The geology inside is legitimately stunning, with formations that took hundreds of thousands of years to develop.

The park sits at around 7,000 feet elevation, so the air inside the cave stays a consistent cool temperature year-round, making it a refreshing mid-summer stop or an atmospheric winter outing. Tour times and ticket availability vary by season, and advance booking online is strongly recommended during peak summer months to avoid arriving and finding your preferred tour sold out.

Who This Is For: Families with curious kids, couples looking for something beyond the standard scenic overlook, and anyone who has ever watched a nature documentary and thought they would enjoy seeing geology up close.

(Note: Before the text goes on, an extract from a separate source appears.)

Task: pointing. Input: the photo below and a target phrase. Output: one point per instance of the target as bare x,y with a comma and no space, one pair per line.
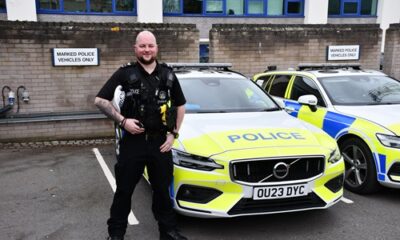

The outdoor attractions at the park, including a ridge walk with canyon views, add extra value to the visit beyond the cave tours themselves.

Budget at least 90 minutes for a comfortable visit including travel time from downtown Manitou Springs.

Colorado Springs Pioneers Museum

Colorado Springs Pioneers Museum
© Colorado Springs Pioneers Museum

The Colorado Springs Pioneers Museum occupies the former El Paso County Courthouse, a handsome neoclassical building in the heart of downtown Colorado Springs that has been repurposed into one of the region’s most accessible and genuinely interesting local history institutions. Admission is free, which already puts it ahead of most competitors before you even walk through the door.

Inside, exhibits cover the region’s Indigenous history, the early resort era, and the cultural development of the Pikes Peak region across multiple centuries.

The museum’s collection includes period furniture, historical photographs, and rotating exhibits that give repeat visitors a reason to return. The building itself is worth the stop, with original architectural details preserved throughout the interior that give the space a character most purpose-built museums spend decades trying to manufacture.

Staff members are knowledgeable and approachable, and the gift shop carries locally made items worth browsing.

Common Mistakes to Avoid: Skipping this stop because it sounds like a standard local history museum. The Pioneers Museum consistently surprises first-time visitors with the depth and quality of its exhibits, particularly the sections covering the late 19th century resort culture that shaped both Colorado Springs and Manitou Springs into the destinations they remain today.

Allow at least an hour, and consider it the ideal starting point before heading toward Manitou Springs on the full route.